AI algorithms learn by picking up on common patterns in the data they’re trained on, causing them to perpetuate certain biases. The system may associate things like a steady voice or smiles with empathy, but how will it cope with people that have disabilities or medical conditions that impact the way a person speaks or looks?

You can imagine that employing such a model to screen candidates could discriminate against people that don’t necessarily act in the same manner as those in the training data which could end up being potentially disastrous.

Reinforcement learning can aid quantum computers: AI researchers over at Google have built a machine learning algorithm to model unwanted noise that can disrupt qubits in quantum computers.

Qubits have to be carefully controlled to get them to interact with one another in a quantum system. The smallest disturbances from external energy sources can knock them out of a quantum state, preventing them from performing some sort of calculation correctly. So Google engineers have developed a reinforcement learning algorithm for something they call “quantum control optimization”.

“Our framework provides a reduction in the average quantum logic gate error of up to two orders-of-magnitude over standard stochastic gradient descent solutions and a significant decrease in gate time from optimal gate synthesis counterparts,” it said this week.
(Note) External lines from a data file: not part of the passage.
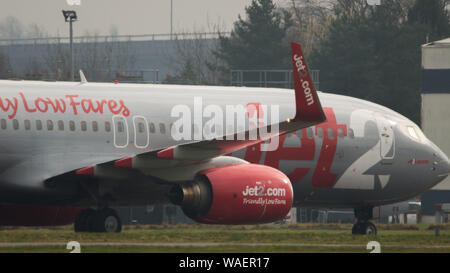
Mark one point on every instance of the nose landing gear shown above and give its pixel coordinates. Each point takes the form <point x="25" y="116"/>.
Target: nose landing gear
<point x="101" y="220"/>
<point x="363" y="226"/>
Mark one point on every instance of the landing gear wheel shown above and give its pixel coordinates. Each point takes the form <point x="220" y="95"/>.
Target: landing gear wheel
<point x="106" y="220"/>
<point x="83" y="219"/>
<point x="370" y="229"/>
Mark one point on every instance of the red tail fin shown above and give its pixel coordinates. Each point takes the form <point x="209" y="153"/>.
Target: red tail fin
<point x="307" y="102"/>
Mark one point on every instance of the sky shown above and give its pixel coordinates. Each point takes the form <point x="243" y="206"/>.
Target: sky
<point x="130" y="17"/>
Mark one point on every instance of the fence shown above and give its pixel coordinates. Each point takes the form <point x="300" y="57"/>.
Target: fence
<point x="268" y="78"/>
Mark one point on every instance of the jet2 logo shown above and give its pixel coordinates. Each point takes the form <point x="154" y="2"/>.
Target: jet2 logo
<point x="301" y="70"/>
<point x="300" y="65"/>
<point x="259" y="190"/>
<point x="322" y="177"/>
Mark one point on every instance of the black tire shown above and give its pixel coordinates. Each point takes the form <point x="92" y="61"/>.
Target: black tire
<point x="370" y="229"/>
<point x="106" y="220"/>
<point x="83" y="219"/>
<point x="357" y="229"/>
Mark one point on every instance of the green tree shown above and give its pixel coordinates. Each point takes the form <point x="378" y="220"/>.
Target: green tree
<point x="257" y="42"/>
<point x="432" y="14"/>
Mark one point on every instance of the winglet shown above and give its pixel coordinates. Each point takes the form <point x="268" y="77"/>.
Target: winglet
<point x="308" y="107"/>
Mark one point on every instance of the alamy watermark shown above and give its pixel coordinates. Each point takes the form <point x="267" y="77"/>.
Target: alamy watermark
<point x="253" y="121"/>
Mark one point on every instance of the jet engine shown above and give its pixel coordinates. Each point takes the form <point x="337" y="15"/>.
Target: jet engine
<point x="235" y="194"/>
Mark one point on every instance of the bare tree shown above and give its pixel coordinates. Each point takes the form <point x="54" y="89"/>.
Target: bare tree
<point x="311" y="21"/>
<point x="195" y="61"/>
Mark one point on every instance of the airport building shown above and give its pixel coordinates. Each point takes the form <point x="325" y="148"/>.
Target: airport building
<point x="435" y="112"/>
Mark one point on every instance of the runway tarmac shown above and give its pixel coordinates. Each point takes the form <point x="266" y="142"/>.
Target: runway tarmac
<point x="199" y="244"/>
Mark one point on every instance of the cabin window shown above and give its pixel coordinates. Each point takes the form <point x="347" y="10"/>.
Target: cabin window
<point x="83" y="126"/>
<point x="152" y="127"/>
<point x="38" y="125"/>
<point x="72" y="125"/>
<point x="60" y="125"/>
<point x="162" y="128"/>
<point x="141" y="127"/>
<point x="49" y="125"/>
<point x="107" y="126"/>
<point x="15" y="124"/>
<point x="120" y="126"/>
<point x="94" y="126"/>
<point x="27" y="124"/>
<point x="309" y="132"/>
<point x="351" y="134"/>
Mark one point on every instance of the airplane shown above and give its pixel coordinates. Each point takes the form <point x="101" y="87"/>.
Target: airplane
<point x="70" y="151"/>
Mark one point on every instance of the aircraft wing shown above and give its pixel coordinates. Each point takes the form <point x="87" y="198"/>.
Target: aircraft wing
<point x="309" y="112"/>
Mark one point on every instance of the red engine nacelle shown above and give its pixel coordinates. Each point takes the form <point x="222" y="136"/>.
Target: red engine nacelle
<point x="26" y="215"/>
<point x="236" y="194"/>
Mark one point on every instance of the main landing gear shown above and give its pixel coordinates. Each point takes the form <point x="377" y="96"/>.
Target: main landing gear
<point x="101" y="220"/>
<point x="363" y="226"/>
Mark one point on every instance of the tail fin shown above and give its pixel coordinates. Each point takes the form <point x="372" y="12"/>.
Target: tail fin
<point x="308" y="107"/>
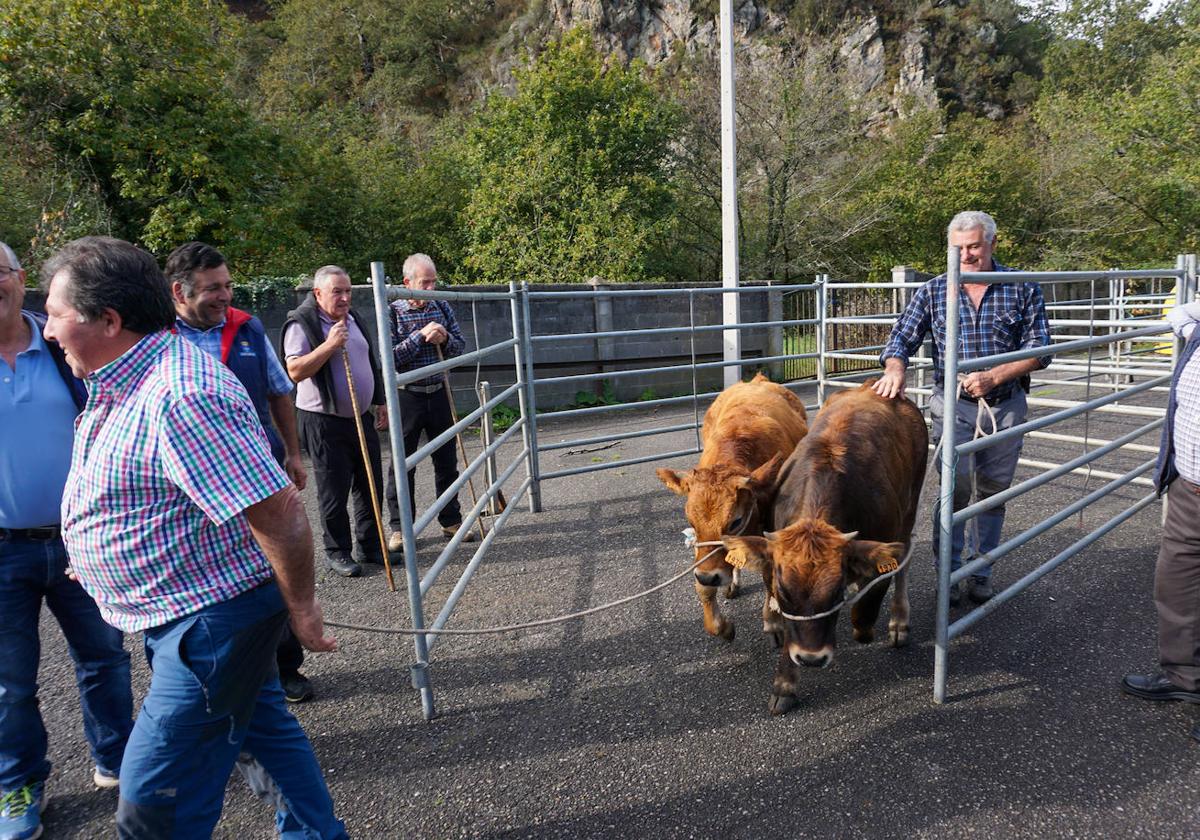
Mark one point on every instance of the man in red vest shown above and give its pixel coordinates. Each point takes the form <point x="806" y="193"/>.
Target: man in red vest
<point x="203" y="291"/>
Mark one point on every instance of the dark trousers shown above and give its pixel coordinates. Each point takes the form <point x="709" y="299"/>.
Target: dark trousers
<point x="333" y="444"/>
<point x="1177" y="588"/>
<point x="429" y="414"/>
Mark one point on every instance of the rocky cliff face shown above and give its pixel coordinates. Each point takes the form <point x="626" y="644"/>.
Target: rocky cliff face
<point x="893" y="76"/>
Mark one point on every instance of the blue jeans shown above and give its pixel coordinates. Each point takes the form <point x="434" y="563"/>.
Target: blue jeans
<point x="215" y="693"/>
<point x="993" y="471"/>
<point x="33" y="571"/>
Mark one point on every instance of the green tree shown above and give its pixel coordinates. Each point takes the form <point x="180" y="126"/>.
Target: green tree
<point x="132" y="101"/>
<point x="569" y="175"/>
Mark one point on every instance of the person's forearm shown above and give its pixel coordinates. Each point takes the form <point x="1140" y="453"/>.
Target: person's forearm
<point x="285" y="418"/>
<point x="281" y="528"/>
<point x="304" y="367"/>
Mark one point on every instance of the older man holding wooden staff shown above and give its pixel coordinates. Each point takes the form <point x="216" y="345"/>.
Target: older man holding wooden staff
<point x="315" y="339"/>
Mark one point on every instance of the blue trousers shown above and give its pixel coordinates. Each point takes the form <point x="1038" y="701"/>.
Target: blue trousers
<point x="33" y="571"/>
<point x="215" y="693"/>
<point x="993" y="471"/>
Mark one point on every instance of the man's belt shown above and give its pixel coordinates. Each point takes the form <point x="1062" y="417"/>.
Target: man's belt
<point x="424" y="389"/>
<point x="994" y="397"/>
<point x="43" y="534"/>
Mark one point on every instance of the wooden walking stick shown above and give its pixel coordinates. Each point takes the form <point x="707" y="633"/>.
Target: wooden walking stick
<point x="366" y="462"/>
<point x="501" y="503"/>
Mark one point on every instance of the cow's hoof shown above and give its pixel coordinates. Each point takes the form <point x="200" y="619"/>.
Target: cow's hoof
<point x="864" y="636"/>
<point x="780" y="703"/>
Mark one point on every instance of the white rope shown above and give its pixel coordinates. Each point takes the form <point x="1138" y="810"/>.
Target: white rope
<point x="523" y="625"/>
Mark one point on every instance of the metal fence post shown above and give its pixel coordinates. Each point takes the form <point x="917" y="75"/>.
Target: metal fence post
<point x="420" y="669"/>
<point x="945" y="527"/>
<point x="489" y="435"/>
<point x="822" y="299"/>
<point x="522" y="358"/>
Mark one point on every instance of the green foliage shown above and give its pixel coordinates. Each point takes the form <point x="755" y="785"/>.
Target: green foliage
<point x="569" y="175"/>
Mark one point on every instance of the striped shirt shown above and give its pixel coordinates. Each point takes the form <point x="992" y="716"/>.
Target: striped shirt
<point x="168" y="453"/>
<point x="409" y="349"/>
<point x="1011" y="317"/>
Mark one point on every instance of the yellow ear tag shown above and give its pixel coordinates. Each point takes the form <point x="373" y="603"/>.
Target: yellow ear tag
<point x="736" y="558"/>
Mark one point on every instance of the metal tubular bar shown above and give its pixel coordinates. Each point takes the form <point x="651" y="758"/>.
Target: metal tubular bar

The algorithm’s goal is to predict the amount of error introduced in a quantum system based on the state its in and model how that error can be reduced in simulations.

If your brain hasn’t been sufficiently scrambled enough, you can more about it here or skip straight to the research paper.

“Our results open a venue for wider applications in quantum simulation, quantum chemistry and quantum supremacy tests using near-term quantum devices,” Google concluded.

Here’s what OpenAI’s GPT-2 model thinks about climate change: The Economist newspaper fed OpenAI’s text generation model the same essay question asking it: “What fundamental economic and political change, if any, is needed for an effective response to climate change?,” to see what the machine would come up with.

The same question was posed to 16-25 year olds in a competition, where the winner was announced last month. GPT-2 came up with about six 400-word paragraphs, that look somewhat coherent.

The model mentions relevant subjects related to climate change, and talks about ‘building a sustainable energy system’ or ‘rethinking an economic model of the development economy’. These are all big and impressive words, but they’re not enough to win over the human judges.

Four out of six marked the essay as a “no,” pointing out that the essay’s tone was “hypothetical and abstract”, the ideas were “vague” or “not incredibly useful”. Two judges, however, put it down as a “maybe”, and said that there was some evidence that backed up the claims in the essay. But GPT-2 seemed to include a lot of information and asked a lot of questions without answering them.

Although it’s not terribly useful, it’s still interesting to see how a state-of-the-art text generation model behaves. You can read the whole essay here.

TensorFlow 2.0 is here! Rejoice, machine learning geeks! TensorFlow 2.0 is now ready to download.

The popular deep learning framework spearheaded by Google has been updated to make it easier for coders to build machine learning models. It’s now more tightly integrated with Keras, a high-level API, and easier for Python developers to understand.

The newer version is also more computationally efficient, making it faster to train neural networks that can now be run across multiple GPUs.

“TensorFlow 2.0 is driven by the community telling us they want an easy-to-use platform that is both flexible and powerful, and which supports deployment to any platform,” the TensorFlow team said this week.